小学生の途中から、ほぼ単身でドイツへ渡り、ハンブルガーSVのジュニアチームでヨーロッパNO1になり、そのハンブルクでブンデスリーガのトップチームでデビューした若干16歳から、今のリーグで首位を走っているバイエルン・ミュンヘンに移籍した後も、未だにブンデスリーガの第一線でプレイを続ける伝説の男。オレは今、その憧れの人がかつて在籍した南葛SCで正ゴールキーパーを務めている。
まだ小学生だけど、若林さんに憧れて、たくさんゴールキーパーについて勉強した。知れば知るほど、キーパーは面白い。何も知らなかった頃は、ただ暇みたいに突っ立って、ボールが来た時だけ反応すればいいのだと思っていた。だけど、本当は誰よりも試合をよく見て、相手選手や味方の選手、みんなを観察し、きちんと守備のコーチングをしなければならないのだ。
若林さんの言葉で、「サッカーはキーパーが点をとられなければ負ける事はない」という言葉がある。小学校三年生の時、こども向けに書かれた若林さんの事を詳しく書いた本を買ってもらったのだが、それに書いてあった言葉だ。若林さんは、小学生の頃からこんなかっこいい事を言っていたらしい。オレは、習字の時間にそれを書いて、担任の先生に怒られた。怒られたけど、それを今自分の部屋の机の前に貼って、もっとすごい、若林さんのようなキーパーになろう!と改めていつも目標を胸に刻んでいる。

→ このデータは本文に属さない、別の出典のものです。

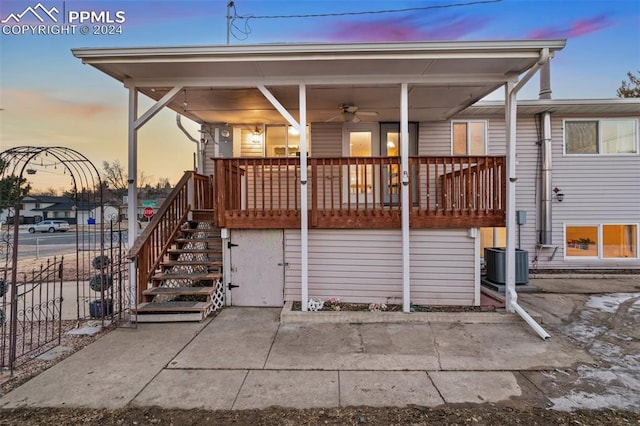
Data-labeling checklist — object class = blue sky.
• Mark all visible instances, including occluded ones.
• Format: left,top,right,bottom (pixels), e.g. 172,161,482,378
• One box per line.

ただ、去年……オレは少し落ち込んだ事がある。若林さんが結婚した。結婚するだけならいい。あの大空翼だって結婚して小さい子供が居るっていうし、Jリーガーのドキュメントみたいなやつでも、奥さんがいるから頑張れる!というような事を言っているのを見た事がある。だけど……問題は、その相手だった。
若林さんが結婚したのは、同じバイエルンに所属しているシュナイダーというフォワードの選手だったのだ。もちろん、若林さんもシュナイダーも男だ。

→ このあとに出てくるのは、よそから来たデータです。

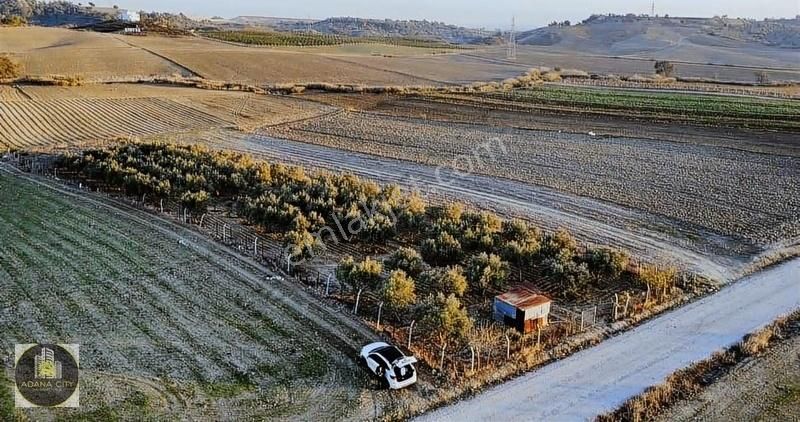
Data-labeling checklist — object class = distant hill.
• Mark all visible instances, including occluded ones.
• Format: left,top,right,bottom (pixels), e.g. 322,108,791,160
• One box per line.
226,16,495,44
517,15,800,51
0,0,114,26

その相手のシュナイダーも、すごい選手だ。パワーのあるシュートをどの体勢からでも打てるし、頭のいい読みの鋭いプレーも、前は違うようだったけど、オレがブンデスリーガを見るようになってからは、守備も頭のいいポジションをいつもとっている、ドイツだけじゃなくて世界中のサッカープレーヤーの憧れのような選手だ。

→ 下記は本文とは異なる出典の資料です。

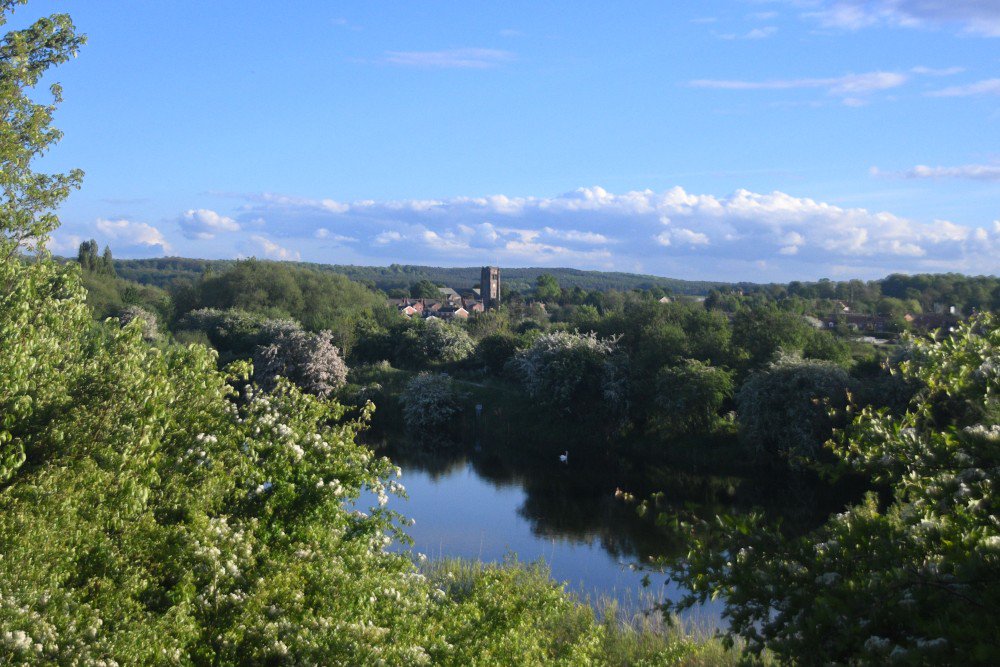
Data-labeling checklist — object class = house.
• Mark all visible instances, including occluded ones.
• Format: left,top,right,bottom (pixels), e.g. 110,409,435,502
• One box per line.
437,305,469,320
903,313,959,331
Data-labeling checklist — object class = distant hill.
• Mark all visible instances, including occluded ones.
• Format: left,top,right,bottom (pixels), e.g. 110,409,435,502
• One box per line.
109,257,732,295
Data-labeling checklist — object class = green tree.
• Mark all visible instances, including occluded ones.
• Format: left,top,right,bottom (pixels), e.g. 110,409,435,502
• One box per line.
660,316,1000,665
0,0,85,259
410,280,441,299
736,356,851,465
653,359,733,433
535,273,562,301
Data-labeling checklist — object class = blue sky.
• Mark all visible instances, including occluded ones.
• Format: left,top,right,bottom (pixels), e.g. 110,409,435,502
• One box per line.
21,0,1000,281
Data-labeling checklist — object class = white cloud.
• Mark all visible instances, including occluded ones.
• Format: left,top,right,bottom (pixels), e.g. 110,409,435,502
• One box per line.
870,164,1000,181
230,186,1000,280
927,79,1000,97
94,218,170,255
809,0,1000,37
910,65,965,76
715,25,778,40
178,208,240,240
250,234,302,260
689,72,908,96
385,49,514,69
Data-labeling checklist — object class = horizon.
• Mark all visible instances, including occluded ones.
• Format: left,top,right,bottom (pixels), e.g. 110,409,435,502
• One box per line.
19,0,1000,283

オレだって、若林さんとシュナイダーが結婚するまでは、バイエルンの応援をする上でシュナイダーが大好きだったし、バロンドールに去年すんでのところで選ばれなかったのを見てガッカリさえした。だけど、よりにもよって……なんで若林さんと結婚なんてするんだろう。
そのニュースを知った時、おれはびっくりして、それから落ち込んだ。若林さんに少しだけ幻滅した。なんで幻滅するのかよくわからなかったが、男同士が結婚できる事も知らなかったし、意味がわからなかった。
二人が発表してから、ワイドショーはしばらくその事でもちきりになった。テレビの中には、なんだかちょっと若林さんをバカにしているようなものとかもあった。前は嬉々として見ていた若林さんのオフの時に出ているバラエティ番組も、なんだかいたたまれなくて見れなくなった。オレは、バカにされる若林さんなんて見たくなくて、知りたくなくて、実際のところ、若林さんがホモということより、俺のヒーローが周囲にバカにされているようなのが耐えられなかったのかもしれない。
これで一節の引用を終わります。